You should start Nursing school with the attitude of seeing every other student in your program as part of your team, and not competition, and support them in class and clinicals.

Adding a person you love dearly to the same team should be easy...:)

We have a husband and wife in our nursing school. Our school is big, so we have two sections for most of our classes, they dont have all thier classes together, though. But heres an example it can be done.

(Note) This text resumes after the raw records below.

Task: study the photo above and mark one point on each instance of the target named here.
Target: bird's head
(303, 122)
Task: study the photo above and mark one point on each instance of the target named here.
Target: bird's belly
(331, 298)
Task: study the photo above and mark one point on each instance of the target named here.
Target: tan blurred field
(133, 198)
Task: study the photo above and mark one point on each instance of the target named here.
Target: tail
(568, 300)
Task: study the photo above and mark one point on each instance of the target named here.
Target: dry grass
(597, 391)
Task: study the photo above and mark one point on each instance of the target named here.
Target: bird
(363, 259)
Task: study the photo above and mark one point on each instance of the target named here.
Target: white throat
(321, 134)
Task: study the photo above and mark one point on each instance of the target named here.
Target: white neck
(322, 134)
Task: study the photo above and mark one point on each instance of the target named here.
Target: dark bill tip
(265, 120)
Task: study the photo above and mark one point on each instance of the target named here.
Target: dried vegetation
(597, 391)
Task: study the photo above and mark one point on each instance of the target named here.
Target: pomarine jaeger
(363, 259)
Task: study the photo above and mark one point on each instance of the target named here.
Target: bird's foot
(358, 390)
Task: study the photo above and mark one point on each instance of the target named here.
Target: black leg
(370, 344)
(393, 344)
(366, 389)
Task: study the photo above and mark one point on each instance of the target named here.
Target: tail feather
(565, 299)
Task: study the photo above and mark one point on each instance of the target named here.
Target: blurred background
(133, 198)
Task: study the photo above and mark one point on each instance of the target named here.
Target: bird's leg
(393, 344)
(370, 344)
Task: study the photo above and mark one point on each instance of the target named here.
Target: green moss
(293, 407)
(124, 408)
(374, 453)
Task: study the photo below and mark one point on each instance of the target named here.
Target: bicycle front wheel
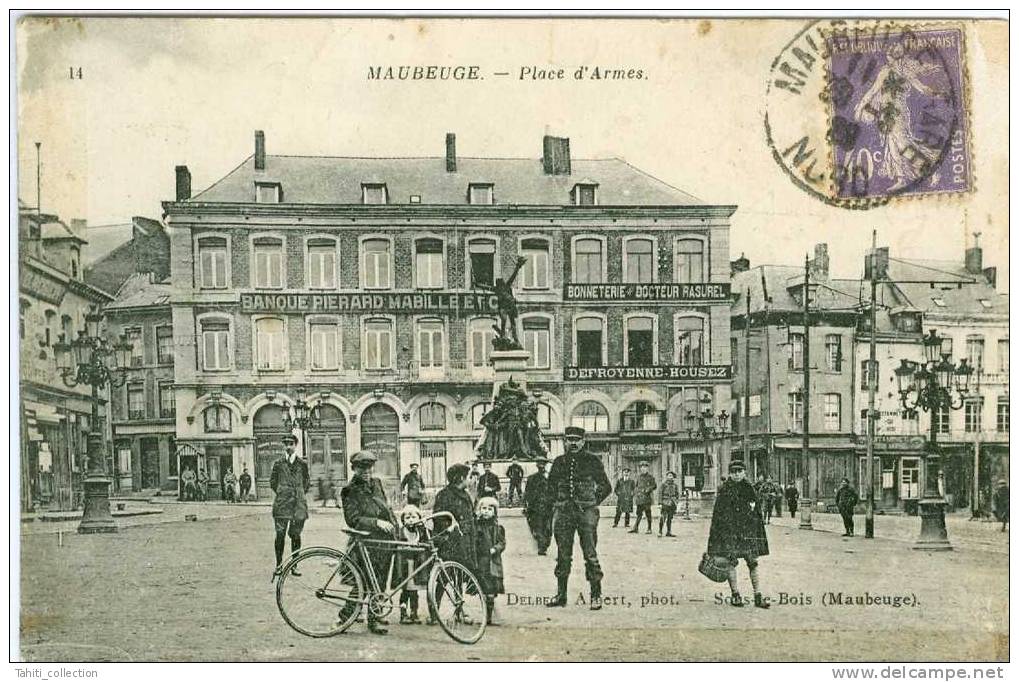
(457, 601)
(320, 592)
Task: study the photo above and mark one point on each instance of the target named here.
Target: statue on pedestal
(512, 429)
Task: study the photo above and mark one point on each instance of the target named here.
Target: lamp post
(932, 385)
(93, 360)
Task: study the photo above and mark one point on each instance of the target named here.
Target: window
(796, 411)
(481, 255)
(689, 261)
(431, 417)
(212, 260)
(270, 344)
(137, 348)
(535, 271)
(481, 194)
(376, 258)
(868, 374)
(374, 193)
(431, 344)
(217, 419)
(589, 349)
(585, 194)
(974, 416)
(378, 344)
(167, 405)
(321, 263)
(215, 345)
(164, 345)
(796, 351)
(974, 352)
(588, 261)
(591, 417)
(833, 412)
(690, 340)
(428, 267)
(324, 338)
(268, 193)
(482, 335)
(136, 401)
(1003, 414)
(833, 353)
(268, 254)
(640, 342)
(537, 342)
(639, 261)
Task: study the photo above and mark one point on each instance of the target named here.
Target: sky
(155, 93)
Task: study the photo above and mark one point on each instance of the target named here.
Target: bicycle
(321, 591)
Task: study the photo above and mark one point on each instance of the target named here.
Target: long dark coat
(490, 535)
(290, 482)
(737, 525)
(458, 502)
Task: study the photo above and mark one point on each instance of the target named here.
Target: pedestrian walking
(845, 500)
(246, 484)
(579, 484)
(668, 499)
(1001, 503)
(738, 532)
(366, 509)
(644, 496)
(625, 488)
(537, 507)
(414, 486)
(289, 480)
(516, 475)
(488, 483)
(490, 541)
(792, 499)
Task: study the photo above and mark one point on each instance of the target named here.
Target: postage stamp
(898, 122)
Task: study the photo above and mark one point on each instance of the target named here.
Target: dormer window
(374, 193)
(481, 193)
(268, 193)
(585, 194)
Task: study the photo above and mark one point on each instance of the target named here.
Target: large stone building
(361, 281)
(53, 299)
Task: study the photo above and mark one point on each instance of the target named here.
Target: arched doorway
(380, 434)
(327, 447)
(268, 429)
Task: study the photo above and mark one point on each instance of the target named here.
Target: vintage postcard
(505, 339)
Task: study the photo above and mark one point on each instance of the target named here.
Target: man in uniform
(289, 480)
(578, 484)
(536, 507)
(365, 508)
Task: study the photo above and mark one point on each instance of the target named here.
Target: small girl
(489, 543)
(413, 530)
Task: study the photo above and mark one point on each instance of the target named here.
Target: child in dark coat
(490, 540)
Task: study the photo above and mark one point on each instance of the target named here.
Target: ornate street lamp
(93, 360)
(934, 385)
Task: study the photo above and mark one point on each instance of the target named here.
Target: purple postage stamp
(899, 123)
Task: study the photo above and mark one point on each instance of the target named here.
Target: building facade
(368, 285)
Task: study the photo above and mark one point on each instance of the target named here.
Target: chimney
(183, 184)
(741, 264)
(819, 265)
(259, 150)
(450, 153)
(555, 155)
(974, 260)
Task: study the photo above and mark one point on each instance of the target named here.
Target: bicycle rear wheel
(457, 601)
(320, 592)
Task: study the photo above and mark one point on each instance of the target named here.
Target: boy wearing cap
(579, 484)
(289, 480)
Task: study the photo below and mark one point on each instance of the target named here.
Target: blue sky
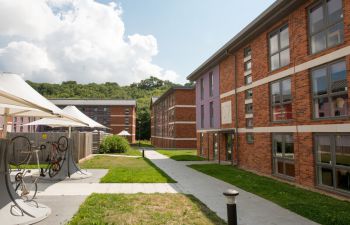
(188, 31)
(86, 41)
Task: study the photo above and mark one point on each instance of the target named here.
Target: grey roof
(154, 99)
(170, 90)
(131, 102)
(271, 15)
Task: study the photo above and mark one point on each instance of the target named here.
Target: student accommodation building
(118, 115)
(284, 96)
(173, 119)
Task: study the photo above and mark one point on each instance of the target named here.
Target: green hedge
(114, 144)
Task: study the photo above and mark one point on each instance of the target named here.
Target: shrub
(114, 144)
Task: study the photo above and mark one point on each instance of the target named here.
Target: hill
(141, 91)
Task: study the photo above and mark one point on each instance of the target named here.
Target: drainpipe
(236, 105)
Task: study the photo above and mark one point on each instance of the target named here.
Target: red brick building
(118, 115)
(173, 119)
(284, 95)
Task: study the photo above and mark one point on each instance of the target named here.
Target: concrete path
(252, 210)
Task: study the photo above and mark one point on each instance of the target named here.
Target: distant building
(275, 98)
(173, 119)
(118, 115)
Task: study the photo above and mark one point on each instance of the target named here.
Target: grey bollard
(230, 195)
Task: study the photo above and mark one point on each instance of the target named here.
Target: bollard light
(230, 195)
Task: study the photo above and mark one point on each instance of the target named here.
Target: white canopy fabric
(124, 133)
(74, 112)
(55, 122)
(15, 94)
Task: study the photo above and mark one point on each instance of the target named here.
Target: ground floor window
(283, 155)
(229, 146)
(215, 146)
(333, 161)
(201, 144)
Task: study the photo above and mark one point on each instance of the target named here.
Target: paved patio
(252, 209)
(65, 197)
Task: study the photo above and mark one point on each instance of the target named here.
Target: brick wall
(258, 155)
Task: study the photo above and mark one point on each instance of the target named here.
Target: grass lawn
(127, 170)
(312, 205)
(181, 155)
(155, 209)
(132, 151)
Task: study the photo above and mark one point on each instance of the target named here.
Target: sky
(121, 41)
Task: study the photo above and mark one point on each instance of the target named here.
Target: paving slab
(63, 208)
(251, 209)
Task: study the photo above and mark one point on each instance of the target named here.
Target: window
(201, 144)
(247, 52)
(248, 65)
(333, 161)
(202, 89)
(326, 25)
(330, 93)
(211, 82)
(279, 48)
(283, 155)
(249, 94)
(249, 122)
(281, 100)
(248, 79)
(249, 108)
(211, 114)
(202, 116)
(250, 138)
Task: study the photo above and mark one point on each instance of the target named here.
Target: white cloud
(82, 40)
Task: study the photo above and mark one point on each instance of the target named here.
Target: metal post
(139, 134)
(230, 195)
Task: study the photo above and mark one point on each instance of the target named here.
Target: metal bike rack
(13, 209)
(69, 168)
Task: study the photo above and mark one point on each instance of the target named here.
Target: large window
(247, 52)
(211, 109)
(249, 122)
(211, 83)
(202, 116)
(250, 138)
(249, 108)
(330, 93)
(249, 94)
(333, 161)
(281, 100)
(326, 25)
(202, 89)
(201, 144)
(279, 48)
(248, 79)
(283, 155)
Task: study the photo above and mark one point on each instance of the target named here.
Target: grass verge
(320, 208)
(182, 155)
(131, 151)
(127, 170)
(155, 209)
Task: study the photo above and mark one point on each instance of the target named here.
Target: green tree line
(141, 91)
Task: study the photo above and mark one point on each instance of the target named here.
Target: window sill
(316, 54)
(331, 118)
(332, 190)
(283, 177)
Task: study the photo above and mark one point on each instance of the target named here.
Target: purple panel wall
(207, 99)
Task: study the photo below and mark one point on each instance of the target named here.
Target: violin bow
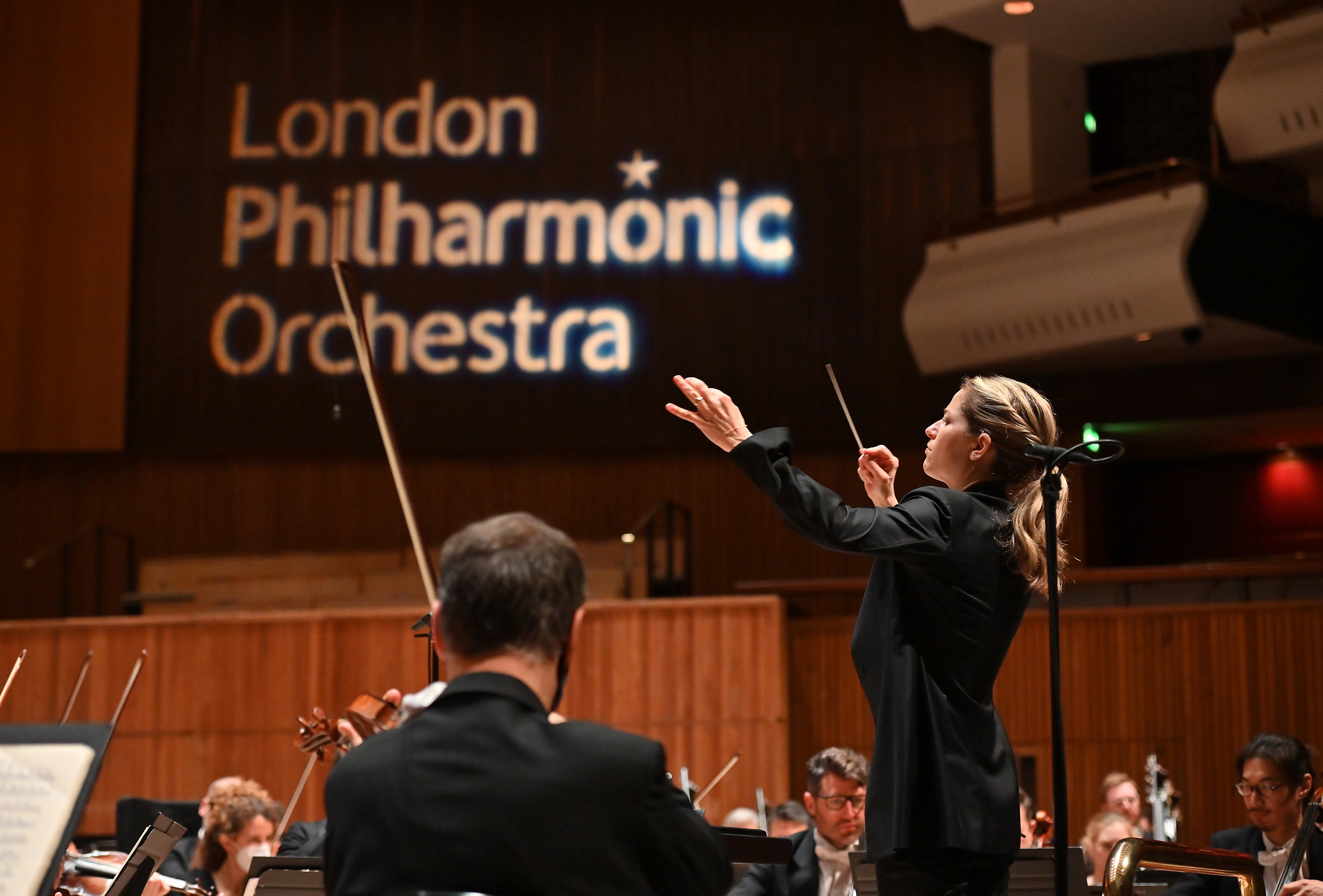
(14, 673)
(129, 689)
(298, 792)
(73, 695)
(352, 302)
(725, 768)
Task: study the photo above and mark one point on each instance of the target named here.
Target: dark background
(874, 133)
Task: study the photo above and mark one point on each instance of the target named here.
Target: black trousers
(944, 873)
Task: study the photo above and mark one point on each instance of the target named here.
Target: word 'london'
(368, 223)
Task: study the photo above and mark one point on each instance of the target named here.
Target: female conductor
(953, 571)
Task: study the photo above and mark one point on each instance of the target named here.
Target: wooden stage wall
(221, 694)
(1190, 683)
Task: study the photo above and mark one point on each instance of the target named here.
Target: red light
(1290, 498)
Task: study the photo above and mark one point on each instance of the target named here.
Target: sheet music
(39, 788)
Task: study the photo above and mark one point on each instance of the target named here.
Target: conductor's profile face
(956, 456)
(838, 809)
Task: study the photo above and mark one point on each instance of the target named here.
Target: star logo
(638, 170)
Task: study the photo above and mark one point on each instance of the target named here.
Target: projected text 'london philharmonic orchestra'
(384, 225)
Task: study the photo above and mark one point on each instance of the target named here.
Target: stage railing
(64, 550)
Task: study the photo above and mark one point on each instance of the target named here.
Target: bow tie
(1277, 858)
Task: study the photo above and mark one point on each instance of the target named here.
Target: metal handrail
(1046, 202)
(1133, 854)
(670, 586)
(63, 547)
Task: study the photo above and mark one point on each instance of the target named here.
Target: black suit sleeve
(916, 530)
(682, 854)
(303, 840)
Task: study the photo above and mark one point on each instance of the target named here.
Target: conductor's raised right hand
(714, 413)
(878, 469)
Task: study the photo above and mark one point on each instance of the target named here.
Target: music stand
(146, 858)
(96, 736)
(864, 874)
(286, 875)
(1032, 874)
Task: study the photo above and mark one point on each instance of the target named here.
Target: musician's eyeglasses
(837, 803)
(1264, 789)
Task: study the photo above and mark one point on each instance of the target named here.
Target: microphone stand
(1054, 468)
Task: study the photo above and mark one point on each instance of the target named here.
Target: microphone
(1043, 452)
(1054, 456)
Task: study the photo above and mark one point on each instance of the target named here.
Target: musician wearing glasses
(1276, 780)
(819, 861)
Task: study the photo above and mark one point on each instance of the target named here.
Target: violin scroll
(368, 715)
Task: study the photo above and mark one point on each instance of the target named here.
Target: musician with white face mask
(240, 826)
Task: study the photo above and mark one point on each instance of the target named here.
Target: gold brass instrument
(1133, 854)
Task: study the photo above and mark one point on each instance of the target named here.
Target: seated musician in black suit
(1276, 776)
(819, 859)
(481, 792)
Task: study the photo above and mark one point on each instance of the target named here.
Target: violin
(1040, 830)
(321, 738)
(89, 874)
(368, 715)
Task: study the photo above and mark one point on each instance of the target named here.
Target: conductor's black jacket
(482, 793)
(941, 608)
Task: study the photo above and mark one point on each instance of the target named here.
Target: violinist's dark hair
(510, 583)
(1289, 755)
(841, 762)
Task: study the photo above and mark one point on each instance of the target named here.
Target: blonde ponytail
(1014, 414)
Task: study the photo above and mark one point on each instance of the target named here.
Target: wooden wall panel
(221, 694)
(228, 508)
(1190, 683)
(68, 102)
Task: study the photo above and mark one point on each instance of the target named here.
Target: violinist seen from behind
(481, 792)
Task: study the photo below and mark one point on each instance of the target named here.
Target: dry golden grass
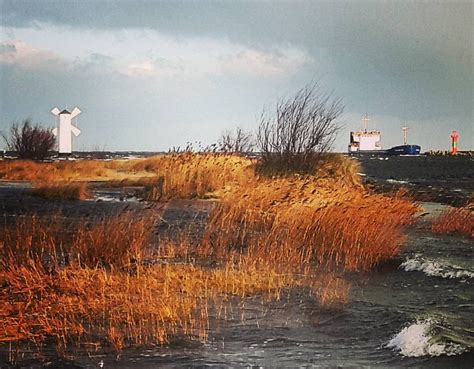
(119, 242)
(184, 175)
(101, 283)
(302, 221)
(63, 171)
(92, 287)
(456, 220)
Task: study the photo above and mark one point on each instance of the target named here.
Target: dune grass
(111, 282)
(93, 286)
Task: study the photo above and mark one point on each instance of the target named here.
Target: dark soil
(444, 179)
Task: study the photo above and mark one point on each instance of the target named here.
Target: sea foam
(418, 340)
(435, 268)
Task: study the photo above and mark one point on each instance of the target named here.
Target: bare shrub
(238, 141)
(30, 142)
(303, 128)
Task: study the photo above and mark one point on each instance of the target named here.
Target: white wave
(417, 340)
(435, 268)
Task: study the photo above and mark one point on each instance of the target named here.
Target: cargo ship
(368, 142)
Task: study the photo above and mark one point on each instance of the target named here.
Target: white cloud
(256, 63)
(150, 54)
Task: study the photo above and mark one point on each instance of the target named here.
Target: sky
(151, 75)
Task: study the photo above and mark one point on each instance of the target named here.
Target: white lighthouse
(65, 129)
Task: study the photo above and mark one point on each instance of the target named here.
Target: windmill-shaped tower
(65, 129)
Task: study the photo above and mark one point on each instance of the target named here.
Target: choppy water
(417, 311)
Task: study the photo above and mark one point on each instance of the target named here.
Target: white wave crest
(435, 268)
(417, 340)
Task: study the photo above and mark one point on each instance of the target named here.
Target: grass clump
(455, 220)
(302, 221)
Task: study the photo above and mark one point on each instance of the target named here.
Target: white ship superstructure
(365, 140)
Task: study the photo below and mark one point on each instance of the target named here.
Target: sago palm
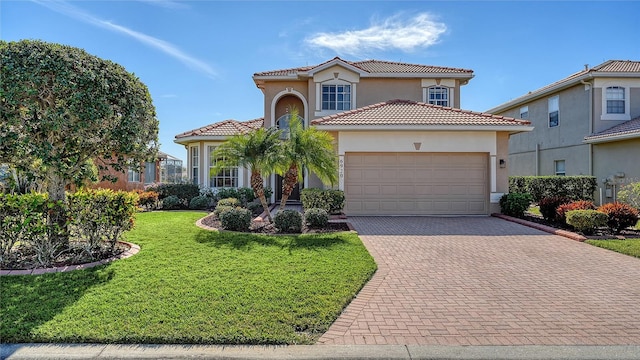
(258, 151)
(308, 148)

I liked how you said that you should look at your classmates as part of a team. I am in a very small evening program. What I have seen from my experience is that we are more like a family and there is no competition. We all are more then willing to take time out to help each other so as a whole we are the best.

Mb a consideration if you are concerned about being at each other throats is to have one start a semester or year behind the other. This way you are not in the same group and classes and one will be ahead and able to help the other.

I personally do not think I would be able to be in the same classes as my bf. I would want some down time for myself. Being in the same classes and doing everything together would be too much. But thats me personally.

Specializes in ED.
Hi all...

I will most likely be starting an ADN program in the fall...I've been talking about being a nurse for a while now and am finally making it happen. My boyfriend of 4 years recently got laid off, he now realizes how shaky his previous path was and sees nursing as a steady, great career which he can be secure while also making a difference. Now he wants to go to nursing school too!

At first I was upset by this, because I saw it as my thing, but he's serious and when we talk about marriage and kids, we both realize what a great career option it is for our future.

However, do you think we will kill each other in school or get competitive? We live together currently and have a solid relationship - we are both very level headed people, but I'm still nervous. Can we go to school together in the same nursing program or is that a recipe for disaster...? I'd appreciate any info!!! I'm 26 and he's 31 fyi

are you both done with pre-reqs? At least around here, you need to be to even get into a program. And I'm assuming since he is just deciding this that he would not be close to having them done and would not get in for fall. I wouldn't want to do it but I think it could work for some.

Specializes in ED.

There was a couple at my school that were dating and then subsequently got married while they were both still in school. There didn't seem to be any problems or issues that I could see. They weren't in the same nursing classes together though, I suppose that may have made a difference.

I'd worry about it after he actually gets accepted. It's not that easy to get into nursing school, at least not around here!

My husband and I had several classes together. We got soooo competitive with each other! However, it really caused us to push ourselves a lot harder than we would have on our own. I'm terrible about competing. I'll turn any activity into a huge competition and it drives my family nuts.

I dont see it as a bad idea as long as you both dont have competitive tendencies.... if anything it may be a big help because u can study together and u both are sharing in a common interest.. u never know it may end up bringing u closer together!

Specializes in Urology, Gyn, Family Practice, HBO.

I actually have a girlfriend/boyfriend team in my class. He is the competative type. She really isn't. It seems to work out really great for them. Personally, I couldn't do it. My hubby would drive me nuts! :chuckle

Specializes in Transplant/Surgical ICU.

Why would you both be competitive of each other to the point of reuning your relationship? I think if it does happen it will be a positive competition (to help each other stay on track). Leaving together is tough when one person is going throw nursing school, but if you are both in it then you have a familiar face that understands you.

My class has a couple. They have been together for a long time. They took prereqs together and got in the program together. They support each other a lot. Usually take the same clinical and they are in the same study group.

I think its a great move for you both. Especially as a future family. Good luck with nursing school.